I forgot all about the pain in my sudden rush of excitement. “You’re going to teach me how to fly?”

“No, little plum. Flying is easy. You’ll naturally get better at it as your wings mature.” He tousled my unruly thick mop of purple hair. “I’m going to teach you how to land.”

And he did.

So many things he taught me of a world I would never know. He told me stories at bedtime of dragons who were the wise men, healers, druids and wizards of the old world. He loved to tell stories about his father Merlin, a dragon who was ancient when Rome was a dream, and what it was like growing up as a young English knight.
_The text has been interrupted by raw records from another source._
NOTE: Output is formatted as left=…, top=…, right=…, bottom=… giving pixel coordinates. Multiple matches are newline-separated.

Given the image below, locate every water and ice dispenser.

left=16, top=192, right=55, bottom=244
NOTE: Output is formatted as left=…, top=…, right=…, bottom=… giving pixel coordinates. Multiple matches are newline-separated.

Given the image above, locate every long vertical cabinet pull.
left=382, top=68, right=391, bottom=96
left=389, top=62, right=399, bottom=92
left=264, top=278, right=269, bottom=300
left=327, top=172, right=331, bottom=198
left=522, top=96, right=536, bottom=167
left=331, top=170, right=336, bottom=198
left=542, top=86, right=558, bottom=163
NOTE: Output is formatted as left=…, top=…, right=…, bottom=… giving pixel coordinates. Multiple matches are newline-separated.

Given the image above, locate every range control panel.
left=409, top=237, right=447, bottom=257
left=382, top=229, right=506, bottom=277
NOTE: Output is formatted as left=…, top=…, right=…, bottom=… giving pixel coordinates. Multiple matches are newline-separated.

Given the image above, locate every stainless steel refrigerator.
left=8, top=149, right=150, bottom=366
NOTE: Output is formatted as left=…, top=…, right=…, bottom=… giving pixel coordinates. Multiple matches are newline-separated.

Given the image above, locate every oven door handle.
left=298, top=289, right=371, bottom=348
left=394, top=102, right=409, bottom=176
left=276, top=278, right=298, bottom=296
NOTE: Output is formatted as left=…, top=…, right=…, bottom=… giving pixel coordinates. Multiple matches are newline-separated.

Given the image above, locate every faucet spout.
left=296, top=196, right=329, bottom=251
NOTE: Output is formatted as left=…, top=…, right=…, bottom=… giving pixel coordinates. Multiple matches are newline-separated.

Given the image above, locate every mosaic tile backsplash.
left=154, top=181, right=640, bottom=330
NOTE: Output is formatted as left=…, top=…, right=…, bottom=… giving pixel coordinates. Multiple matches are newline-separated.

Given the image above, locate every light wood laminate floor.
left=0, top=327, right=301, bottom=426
He taught me how to ride a horse when I was seven, how to hunt with a rifle, and snare wild game when I was nine, how to rope cattle when I was 13, what to watch for to tell when people were lying when I was 14, and he taught me what real pain was like when I found him dead later that same year. I was such a daddy’s girl, until they took my daddy from me.

White Knight is the only Georgian I’ve ever known of. And right now, while I’m sitting here in the middle of the day, dripping tears on my diary and wishing I could have gone on dreaming, I hate him. I’ve felt fear before, fear that the Georgians would find me and kill me and hurt Ma. I’ve lived with that fear most of my life. But until now, my enemies were faceless, and terrifying simply because they were complete unknowns. It’s hard to hate an unknown.  Now, my enemies have a face, and I know that bitter acid feeling in my belly is what real hate feels like.